Last week Mr Macska and I went down to Tasmania for his parents' wedding anniversary and a little holiday. It was a lovely refreshing break from all the hot weather in Melbourne. I'm terrible at remembering to take photos when I'm out and about, but I did manage to snap a few. So here are some of the highlights of our trip:

Sailing a yacht under the Hobart Bridge. Yes, that's me at the tiller! Mr Macska's very good friend James took us out on his 40 ft yacht, and despite getting rather seasick I had a fantastic time. We even got to put the sail up.

Playing the pokies for the first time in my life and winning! I'm not really the gambling type, but when we happened to end up in a pokies pub for half-an-hour I thought why not? I put $1 into an Elvis-themed machine and won $9. I promptly collected my winnings and that was the end of that.

Catching the Striborg gig at MONA. Striborg is a one-man ambient black metal band from Tasmania, which sounds a bit like Burzum. He happened to be playing as part of MONA FOMA while we were there, so we caught the show, which was pretty cool, and I took a terrible photo in the dark!

One of the best things about the show was it was held next to the amazing new chapel at MONA which is by Wim Delvoye. It's a seven-sided Gothic-inspired structure made of rusted iron lacework with seven stained glass windows set into the central room. 

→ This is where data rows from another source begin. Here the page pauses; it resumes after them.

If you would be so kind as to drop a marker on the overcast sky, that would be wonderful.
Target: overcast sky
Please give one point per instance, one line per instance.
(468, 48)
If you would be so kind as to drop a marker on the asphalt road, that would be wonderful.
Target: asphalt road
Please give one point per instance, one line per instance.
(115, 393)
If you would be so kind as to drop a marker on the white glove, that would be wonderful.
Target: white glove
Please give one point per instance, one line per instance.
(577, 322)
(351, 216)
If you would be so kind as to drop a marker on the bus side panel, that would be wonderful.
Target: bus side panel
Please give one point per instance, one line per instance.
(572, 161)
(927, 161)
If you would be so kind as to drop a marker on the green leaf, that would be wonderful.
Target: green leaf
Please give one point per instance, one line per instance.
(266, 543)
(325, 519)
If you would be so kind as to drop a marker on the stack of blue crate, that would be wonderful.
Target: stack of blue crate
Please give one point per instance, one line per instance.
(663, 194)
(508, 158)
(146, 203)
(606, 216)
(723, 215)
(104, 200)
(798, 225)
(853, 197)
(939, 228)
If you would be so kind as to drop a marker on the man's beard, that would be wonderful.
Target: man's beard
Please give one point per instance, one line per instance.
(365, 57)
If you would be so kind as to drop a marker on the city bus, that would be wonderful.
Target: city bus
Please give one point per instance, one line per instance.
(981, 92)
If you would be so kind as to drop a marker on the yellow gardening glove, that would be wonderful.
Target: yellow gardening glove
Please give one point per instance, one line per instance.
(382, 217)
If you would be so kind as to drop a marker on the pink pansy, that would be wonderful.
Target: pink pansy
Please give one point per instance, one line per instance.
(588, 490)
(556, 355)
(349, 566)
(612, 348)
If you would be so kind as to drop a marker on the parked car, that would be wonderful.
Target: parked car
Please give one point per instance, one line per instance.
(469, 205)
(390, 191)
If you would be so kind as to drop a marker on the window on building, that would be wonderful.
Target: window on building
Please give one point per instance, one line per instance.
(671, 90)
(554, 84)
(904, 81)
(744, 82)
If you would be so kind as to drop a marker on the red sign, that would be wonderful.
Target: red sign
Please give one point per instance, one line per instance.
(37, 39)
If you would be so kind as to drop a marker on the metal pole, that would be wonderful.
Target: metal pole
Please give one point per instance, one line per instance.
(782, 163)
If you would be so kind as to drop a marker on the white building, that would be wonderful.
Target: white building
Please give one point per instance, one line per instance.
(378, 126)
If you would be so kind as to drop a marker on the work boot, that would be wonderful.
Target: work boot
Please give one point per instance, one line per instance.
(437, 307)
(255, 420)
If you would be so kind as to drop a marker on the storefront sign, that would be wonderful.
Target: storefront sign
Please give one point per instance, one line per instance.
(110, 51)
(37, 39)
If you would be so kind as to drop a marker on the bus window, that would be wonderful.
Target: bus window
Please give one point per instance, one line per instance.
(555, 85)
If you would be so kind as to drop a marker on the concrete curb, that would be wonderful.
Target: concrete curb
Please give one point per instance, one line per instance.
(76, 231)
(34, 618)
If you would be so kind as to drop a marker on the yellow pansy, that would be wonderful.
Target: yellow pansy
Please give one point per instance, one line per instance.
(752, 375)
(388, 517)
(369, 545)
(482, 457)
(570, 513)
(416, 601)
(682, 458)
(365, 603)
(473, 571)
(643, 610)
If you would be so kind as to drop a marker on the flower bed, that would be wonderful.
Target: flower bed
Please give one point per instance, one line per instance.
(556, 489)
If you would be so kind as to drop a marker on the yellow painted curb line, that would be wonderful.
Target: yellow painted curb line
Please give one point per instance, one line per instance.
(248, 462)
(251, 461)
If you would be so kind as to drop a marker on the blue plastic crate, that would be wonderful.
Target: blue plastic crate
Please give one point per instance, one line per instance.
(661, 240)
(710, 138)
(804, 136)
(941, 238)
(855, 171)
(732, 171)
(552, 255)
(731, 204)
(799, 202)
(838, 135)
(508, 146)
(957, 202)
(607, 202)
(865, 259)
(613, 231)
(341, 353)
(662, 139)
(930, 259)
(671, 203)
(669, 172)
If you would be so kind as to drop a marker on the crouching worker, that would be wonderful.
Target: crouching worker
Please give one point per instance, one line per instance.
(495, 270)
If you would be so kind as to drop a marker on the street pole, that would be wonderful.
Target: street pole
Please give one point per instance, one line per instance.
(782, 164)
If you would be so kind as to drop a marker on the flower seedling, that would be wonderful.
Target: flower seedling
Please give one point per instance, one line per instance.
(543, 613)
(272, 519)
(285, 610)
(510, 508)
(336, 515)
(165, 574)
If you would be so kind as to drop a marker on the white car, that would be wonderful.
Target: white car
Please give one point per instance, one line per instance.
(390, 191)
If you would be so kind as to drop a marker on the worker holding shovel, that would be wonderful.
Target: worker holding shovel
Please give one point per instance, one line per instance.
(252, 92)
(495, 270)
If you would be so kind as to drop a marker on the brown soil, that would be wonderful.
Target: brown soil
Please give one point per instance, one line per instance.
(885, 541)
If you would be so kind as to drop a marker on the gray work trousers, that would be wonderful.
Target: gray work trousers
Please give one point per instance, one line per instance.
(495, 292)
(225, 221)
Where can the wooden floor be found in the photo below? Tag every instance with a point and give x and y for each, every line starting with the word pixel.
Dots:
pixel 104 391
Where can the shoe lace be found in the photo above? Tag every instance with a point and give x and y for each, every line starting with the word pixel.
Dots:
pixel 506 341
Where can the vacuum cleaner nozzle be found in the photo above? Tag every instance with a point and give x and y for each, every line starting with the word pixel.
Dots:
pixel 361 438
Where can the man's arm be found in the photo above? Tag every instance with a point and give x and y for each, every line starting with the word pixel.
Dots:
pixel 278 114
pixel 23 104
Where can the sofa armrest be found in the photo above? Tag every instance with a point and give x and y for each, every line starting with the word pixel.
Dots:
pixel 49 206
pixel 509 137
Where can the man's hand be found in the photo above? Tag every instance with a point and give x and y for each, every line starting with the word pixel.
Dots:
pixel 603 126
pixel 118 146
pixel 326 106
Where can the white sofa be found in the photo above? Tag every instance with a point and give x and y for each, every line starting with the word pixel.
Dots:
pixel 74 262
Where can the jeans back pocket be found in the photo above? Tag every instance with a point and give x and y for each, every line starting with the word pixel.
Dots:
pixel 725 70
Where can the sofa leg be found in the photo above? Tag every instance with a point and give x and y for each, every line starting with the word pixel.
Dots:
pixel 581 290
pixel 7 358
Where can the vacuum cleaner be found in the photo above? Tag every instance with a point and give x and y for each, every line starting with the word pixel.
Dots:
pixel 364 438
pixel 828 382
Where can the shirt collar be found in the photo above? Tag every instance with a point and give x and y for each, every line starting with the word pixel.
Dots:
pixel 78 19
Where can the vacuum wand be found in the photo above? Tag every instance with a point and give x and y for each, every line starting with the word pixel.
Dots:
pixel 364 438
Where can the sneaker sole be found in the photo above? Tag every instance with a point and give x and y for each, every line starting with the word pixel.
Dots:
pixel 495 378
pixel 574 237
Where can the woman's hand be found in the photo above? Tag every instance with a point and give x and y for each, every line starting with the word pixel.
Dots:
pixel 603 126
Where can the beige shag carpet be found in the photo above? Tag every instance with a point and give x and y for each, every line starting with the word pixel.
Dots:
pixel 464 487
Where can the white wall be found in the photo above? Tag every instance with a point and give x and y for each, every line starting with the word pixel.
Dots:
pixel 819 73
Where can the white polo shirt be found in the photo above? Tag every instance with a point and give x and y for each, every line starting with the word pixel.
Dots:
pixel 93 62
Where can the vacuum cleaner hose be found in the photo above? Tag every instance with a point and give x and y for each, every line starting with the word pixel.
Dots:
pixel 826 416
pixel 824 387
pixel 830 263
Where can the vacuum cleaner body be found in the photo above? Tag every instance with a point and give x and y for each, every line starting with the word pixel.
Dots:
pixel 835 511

Of course because this is MONA the stained-glass windows depict the museum's main themes - sex and death. Some of the windows had giant maggots in leadlight, while these ones had x-rays of people engaged in...ahem... intimate acts.

The next day we headed up to Launceston for Mr Macska's parents' 40th wedding anniversary party. They owned a fabric shop for years, and I couldn't resist taking a photo of this amazing quilt that Mr Macska's dad made. It's almost three-dimensional, each little square sits up off the circle it's on. Beautiful work.

Gorgeous flowers at my mother's place, brightening up the day every time I walked past them.

Eating homemade profiteroles off my mother's amazing 1930s tea set. The pattern is "Carnival" by Royal Doulton, and it seems to be quite a rare colourway.

This lovely stretch sateen with roses on it that I didn't buy (curses!) in a fabric shop in Launceston. I did get some grey, black and white very large check silk to make a skirt thought.

And of course going through the old family photos. Me as a little child, my father called my ears "paper ears" because they were so soft and bendy.